The first was the narrative of Progress and Enlightenment, favoured by the British historians then and now. The shortcomings of this narrative is clear: The universities in India were part of the oppressive imperial structure rather than institutions of freedom and liberation. They were designed, from the very start, to be different from the American Colonial Universities, which were started by the settler initiatives (backed by the Crown) and which were blamed for whatever happened in the American colonies thereafter. In fact, East India Company successfully argued against establishment of universities in India, proposed by William Wilberforce in the 1790s at the juncture of renewal of its charter, citing the debacle in the United States. The Colonial Universities in India were not in any way similar to the 'Colonial Colleges' such as Harvard, William and Mary or Yale (named after the East India Company clerk who made his fortune in Madras). The Colonial Universities in India were designed to be tools of economic exploitation of India, to turn it into a huge 'back-office' of the imperial enterprise.

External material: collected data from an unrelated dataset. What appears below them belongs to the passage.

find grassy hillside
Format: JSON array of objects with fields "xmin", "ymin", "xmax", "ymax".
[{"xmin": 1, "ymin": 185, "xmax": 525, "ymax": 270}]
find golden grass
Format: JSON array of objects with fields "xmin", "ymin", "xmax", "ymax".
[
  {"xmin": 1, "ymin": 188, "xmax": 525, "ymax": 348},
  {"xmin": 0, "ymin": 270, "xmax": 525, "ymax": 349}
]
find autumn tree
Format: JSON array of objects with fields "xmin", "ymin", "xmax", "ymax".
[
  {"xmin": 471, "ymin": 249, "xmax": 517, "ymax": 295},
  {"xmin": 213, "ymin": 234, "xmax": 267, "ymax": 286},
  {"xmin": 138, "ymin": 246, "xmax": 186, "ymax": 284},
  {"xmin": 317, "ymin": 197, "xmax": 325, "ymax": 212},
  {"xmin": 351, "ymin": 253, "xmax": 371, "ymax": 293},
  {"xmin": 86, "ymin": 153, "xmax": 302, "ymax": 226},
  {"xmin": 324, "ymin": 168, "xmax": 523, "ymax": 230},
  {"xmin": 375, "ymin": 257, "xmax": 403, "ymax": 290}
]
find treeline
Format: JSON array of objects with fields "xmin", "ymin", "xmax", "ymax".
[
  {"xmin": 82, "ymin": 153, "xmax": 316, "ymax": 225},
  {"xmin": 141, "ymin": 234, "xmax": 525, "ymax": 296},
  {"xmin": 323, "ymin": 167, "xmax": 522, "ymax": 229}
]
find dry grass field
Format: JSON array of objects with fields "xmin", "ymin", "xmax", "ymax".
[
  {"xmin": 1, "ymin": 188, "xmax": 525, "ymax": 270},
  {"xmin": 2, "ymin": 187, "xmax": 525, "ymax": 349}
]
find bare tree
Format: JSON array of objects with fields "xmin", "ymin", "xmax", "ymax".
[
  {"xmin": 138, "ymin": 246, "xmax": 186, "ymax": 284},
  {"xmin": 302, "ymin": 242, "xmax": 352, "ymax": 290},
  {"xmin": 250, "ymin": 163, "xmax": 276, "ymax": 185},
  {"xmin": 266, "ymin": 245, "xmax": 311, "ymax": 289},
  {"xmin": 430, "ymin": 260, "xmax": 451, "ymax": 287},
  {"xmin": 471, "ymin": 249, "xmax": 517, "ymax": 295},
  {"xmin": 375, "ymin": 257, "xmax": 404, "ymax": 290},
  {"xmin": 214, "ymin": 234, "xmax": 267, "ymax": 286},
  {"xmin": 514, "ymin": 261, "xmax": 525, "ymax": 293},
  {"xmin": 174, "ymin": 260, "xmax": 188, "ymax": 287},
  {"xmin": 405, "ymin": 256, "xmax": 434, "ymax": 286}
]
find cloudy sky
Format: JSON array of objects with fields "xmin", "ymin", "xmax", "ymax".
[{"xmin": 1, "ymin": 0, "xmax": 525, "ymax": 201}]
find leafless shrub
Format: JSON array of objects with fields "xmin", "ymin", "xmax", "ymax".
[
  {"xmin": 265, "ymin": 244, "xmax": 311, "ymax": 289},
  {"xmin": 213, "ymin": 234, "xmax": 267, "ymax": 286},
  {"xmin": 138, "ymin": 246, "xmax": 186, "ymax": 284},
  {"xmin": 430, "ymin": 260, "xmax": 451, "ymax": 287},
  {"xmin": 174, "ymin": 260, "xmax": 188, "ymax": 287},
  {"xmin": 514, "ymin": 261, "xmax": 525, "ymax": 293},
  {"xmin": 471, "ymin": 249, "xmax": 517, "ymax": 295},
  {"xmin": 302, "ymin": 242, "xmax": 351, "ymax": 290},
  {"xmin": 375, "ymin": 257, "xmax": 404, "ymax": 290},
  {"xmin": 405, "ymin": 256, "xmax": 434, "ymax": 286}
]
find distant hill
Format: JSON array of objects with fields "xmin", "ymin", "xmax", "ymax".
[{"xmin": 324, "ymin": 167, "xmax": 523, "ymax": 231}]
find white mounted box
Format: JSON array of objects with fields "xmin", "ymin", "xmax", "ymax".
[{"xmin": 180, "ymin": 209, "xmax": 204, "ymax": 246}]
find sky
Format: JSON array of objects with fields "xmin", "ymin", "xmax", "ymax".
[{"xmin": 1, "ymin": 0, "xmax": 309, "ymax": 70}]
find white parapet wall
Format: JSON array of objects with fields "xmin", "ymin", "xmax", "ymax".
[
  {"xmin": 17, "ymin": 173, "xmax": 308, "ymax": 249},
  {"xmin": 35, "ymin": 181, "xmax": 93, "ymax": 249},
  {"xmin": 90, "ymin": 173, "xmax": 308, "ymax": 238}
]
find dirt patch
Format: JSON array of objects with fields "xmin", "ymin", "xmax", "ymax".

This narrative is wrong because the eventual dissatisfaction of the college-trained Indian elite with the discrimination at the workplace was not the fountainhead of Indian national consciousness. India was not, as some British historians would like to claim, an entity conceived in Imperial terms. India was an ancient geographical, cultural and political entity, and both outsiders - early British merchants, for example - and people in India, knew it as such. Mughal empire was very much an entity, and it would be wrong to read the demise of India in the political fragmentation after Aurangzeb. There were several competing parties, and the British was one of those parties, and they sealed their dominance only in the mid-Nineteenth century. The colonial university as the fountainhead of nationalism denies this pre-existent reality, and inadvertently promote the idea of India as a British political construct (as indeed the modern India, reflecting the imperial boundaries, have become).
As I mentioned, this also bundles all other 'conflicts' - peasant revolts, Sepoy Mutinies, workers's struggles - in a subordinate role to the national struggle, as the National Consciousness seemed to belong exclusively to a group of college educated people. This is largely anomalous, as most of these college graduates devoted themselves, as they were expected to, in the colonial service, and, on the other hand, when Mutineers were being tied to the cannons and blasted away, they were not dying for 'special interest' but for their battles against the British (in many cases, for loyalty to the Mughal Emperor). This is not to undermine what the educated leaders of a later generation did in India, but while the Colonial universities may have played a role in creating a new 'imagined community', but that was not the only game in town.